Linaro Toolchain Binaries

Kernel 3.10 crashes randomly after upgrade of gcc from 4.7 to 4.8

Bug #1263764 reported by Wendy Ng on 2013-12-23

This bug affects 2 people

Affects		Status	Importance	Assigned to	Milestone
	Linaro GCC	Fix Released	Undecided	Unassigned
	Linaro Toolchain Binaries	Fix Released	Undecided	Unassigned	Linaro Toolchain Binaries 2013.12

Bug Description

We found that the kernel crashes at various places after we have upgraded the gcc from 4.7 to 4.8.

In particular, when we switched gcc:
From - gcc-linaro-arm-linux-gnueabihf-2012.08-20120827_linux (4.7.2)
To - gcc-linaro-arm-linux-gnueabihf-4.8-2013.10_linux (4.8.2)
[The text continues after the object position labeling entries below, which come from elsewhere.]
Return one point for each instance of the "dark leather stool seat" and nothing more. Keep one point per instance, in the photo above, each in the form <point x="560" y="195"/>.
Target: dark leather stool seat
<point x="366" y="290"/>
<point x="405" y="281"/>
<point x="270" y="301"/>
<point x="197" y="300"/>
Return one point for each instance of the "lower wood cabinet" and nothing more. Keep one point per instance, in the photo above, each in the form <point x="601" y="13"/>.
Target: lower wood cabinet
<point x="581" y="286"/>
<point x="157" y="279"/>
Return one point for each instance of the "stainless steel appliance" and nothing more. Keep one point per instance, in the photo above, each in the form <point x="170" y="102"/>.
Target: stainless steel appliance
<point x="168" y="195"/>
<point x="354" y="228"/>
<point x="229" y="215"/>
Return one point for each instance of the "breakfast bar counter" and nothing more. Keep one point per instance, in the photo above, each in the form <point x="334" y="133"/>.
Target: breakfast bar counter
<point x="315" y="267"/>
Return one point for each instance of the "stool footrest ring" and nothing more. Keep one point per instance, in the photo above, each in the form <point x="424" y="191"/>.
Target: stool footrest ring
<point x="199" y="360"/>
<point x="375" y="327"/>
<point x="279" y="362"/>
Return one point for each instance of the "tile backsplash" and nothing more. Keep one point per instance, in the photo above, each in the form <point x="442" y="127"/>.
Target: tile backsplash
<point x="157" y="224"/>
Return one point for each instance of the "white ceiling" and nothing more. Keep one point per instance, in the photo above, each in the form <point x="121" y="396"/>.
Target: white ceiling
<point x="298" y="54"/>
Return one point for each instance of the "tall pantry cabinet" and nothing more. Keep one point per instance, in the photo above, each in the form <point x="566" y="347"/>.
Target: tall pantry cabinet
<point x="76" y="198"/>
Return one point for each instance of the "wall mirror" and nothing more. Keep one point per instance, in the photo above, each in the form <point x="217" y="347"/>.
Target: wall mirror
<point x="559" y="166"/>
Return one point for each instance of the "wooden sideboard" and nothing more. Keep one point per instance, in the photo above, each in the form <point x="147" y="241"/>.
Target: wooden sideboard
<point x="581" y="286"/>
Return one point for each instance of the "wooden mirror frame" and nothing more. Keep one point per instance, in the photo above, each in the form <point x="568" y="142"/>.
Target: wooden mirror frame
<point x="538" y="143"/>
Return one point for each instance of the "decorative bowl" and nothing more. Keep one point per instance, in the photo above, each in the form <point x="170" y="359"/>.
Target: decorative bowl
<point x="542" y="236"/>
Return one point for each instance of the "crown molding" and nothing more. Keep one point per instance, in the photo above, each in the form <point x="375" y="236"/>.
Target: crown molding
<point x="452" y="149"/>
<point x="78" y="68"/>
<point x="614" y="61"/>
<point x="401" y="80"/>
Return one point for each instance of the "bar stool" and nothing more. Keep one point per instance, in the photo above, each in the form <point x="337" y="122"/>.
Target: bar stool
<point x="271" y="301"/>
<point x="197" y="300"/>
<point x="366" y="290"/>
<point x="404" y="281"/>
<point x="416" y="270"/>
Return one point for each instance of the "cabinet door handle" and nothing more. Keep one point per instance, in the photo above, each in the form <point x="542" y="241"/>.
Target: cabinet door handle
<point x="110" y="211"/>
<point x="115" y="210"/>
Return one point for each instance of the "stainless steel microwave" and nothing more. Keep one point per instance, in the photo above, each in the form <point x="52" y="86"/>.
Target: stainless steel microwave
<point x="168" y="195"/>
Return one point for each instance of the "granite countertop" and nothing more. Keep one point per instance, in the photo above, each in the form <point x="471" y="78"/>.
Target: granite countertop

One of the places that the kernel crashes very often is when an MMC request is initiated. Therefore, I have analyzed the crash logs, traced the MMC stack, and created some debug build to conclude that the scatter-gather list length (nsegs) returned from blk_rq_map_sg() is not valid. Furthermore, the signature of the crashes suggested that the invalid length resembles the value of the Current Program Status Register (CPSR).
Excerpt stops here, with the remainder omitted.